Franz W. Seidler
Avantgarde für Europa
Ausländische Freiwillige in Wehrmacht und Waffen-SS
448 Seiten, 32 Bildseiten, gebunden im Großformat
Mit dem Ostfeldzug, der mit dem deutschen Angriff auf die Sowjetunion am 22. Juni 1941 begann, erhielt der Zweite Weltkrieg eine völlig neue Dimension. Die Auseinandersetzung mit dem Bolschewismus empfanden viele Menschen verschiedenster Nationalität in Europa als ihr ureigenstes Anliegen. Hier war Hitler für sie kein Okkupant, sondern wurde als Wegbereiter für ein freies, antibolschewistisches Europa der selbstbestimmten Völker gesehen.
Zu Tausenden meldeten sich daher ausländische Freiwillige zum Einsatz gegen die drohende globale Gefahr, die bolschewistische Weltrevoltion. Sie wurden in den multinationalen Einheiten der Waffen-SS ausgebildet und schließlich im Kampf gegen die Rote Armee sowie gegen sowjetische Partisaneneinheiten eingesetzt. Zunächst waren das Nord-, West- und Südeuropäer wie etwa Norweger, Dänen, Schweden, Finnen, Briten, Niederländer, Schweizer, Franzosen, Italiener und Spanier sowie Vertreter der Balkanvölker. Hinzu kamen Volksdeutsche aus den verschiedensten Siedlungsgebieten. Erst als sich das Kriegsglück gegen die Deutschen wendete, wurden auch russische Bewerber sowie solche der Randvölker der Sowjetunion, wie Leiten, Esten, Ukrainer und Weißrussen, Kaukasier, Kosaken und Kalmyken, angenommen. Nicht zu vergessen die Soldaten muslimischer Herkunft wie Bosnier, Albaner und Turkmenen, selbst außerkontinentale Völker kämpften in den Reihen der Waffen-SS: Araber und Inder.
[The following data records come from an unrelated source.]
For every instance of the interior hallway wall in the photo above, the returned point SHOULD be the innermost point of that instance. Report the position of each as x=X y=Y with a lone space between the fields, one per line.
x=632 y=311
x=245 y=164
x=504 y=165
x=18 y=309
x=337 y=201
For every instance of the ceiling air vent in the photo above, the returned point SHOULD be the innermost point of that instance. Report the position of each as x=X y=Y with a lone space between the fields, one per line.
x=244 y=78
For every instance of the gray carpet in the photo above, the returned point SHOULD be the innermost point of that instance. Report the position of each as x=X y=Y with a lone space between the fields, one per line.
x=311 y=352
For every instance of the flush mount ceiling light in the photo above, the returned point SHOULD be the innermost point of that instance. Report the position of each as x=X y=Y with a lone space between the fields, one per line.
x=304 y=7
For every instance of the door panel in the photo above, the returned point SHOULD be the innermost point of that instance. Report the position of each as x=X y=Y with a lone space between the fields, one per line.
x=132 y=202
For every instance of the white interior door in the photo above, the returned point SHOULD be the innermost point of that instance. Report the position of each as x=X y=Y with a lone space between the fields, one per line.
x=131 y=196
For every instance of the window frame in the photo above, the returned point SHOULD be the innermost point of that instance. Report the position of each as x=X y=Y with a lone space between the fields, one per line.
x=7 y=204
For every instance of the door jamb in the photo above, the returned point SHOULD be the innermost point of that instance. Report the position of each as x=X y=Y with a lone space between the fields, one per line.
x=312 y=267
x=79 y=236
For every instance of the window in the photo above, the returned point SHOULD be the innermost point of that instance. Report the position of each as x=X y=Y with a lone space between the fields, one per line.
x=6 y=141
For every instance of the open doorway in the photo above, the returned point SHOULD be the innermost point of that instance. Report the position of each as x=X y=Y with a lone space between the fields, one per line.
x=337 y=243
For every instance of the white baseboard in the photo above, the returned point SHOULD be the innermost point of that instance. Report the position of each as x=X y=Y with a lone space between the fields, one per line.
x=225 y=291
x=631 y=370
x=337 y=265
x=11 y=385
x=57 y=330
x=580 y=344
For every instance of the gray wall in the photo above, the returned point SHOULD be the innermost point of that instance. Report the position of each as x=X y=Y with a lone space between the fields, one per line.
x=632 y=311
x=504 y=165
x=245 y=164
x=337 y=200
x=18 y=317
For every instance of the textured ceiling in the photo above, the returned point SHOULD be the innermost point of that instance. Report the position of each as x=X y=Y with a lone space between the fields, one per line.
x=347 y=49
Am Ende standen rund 200.000 Ausländer unter deutschem Kommando.
Der Kampf ging verloren, und die Masse der ausländischen Freiwilligen mußte ihren Einsatz an deutscher Seite nach Kriegsende als angebliche Kollaborateure grausam büßen - aber die Bolschewisierung unseres ganzen Kontinents hatte nicht zuletzt dank ihrer Opferbereitschaft gestoppt werden können. Der renommierte Münchner Historiker Prof. Franz W Seidler ("Verbrechen an der Wehrmacht") stellt und beantwortet in seinem umfassenden Werk die Frage, ob es sich bei diesen freiwilligen Ausländern um die Vorkämpfer der europäischen Einheit gehandelt hat.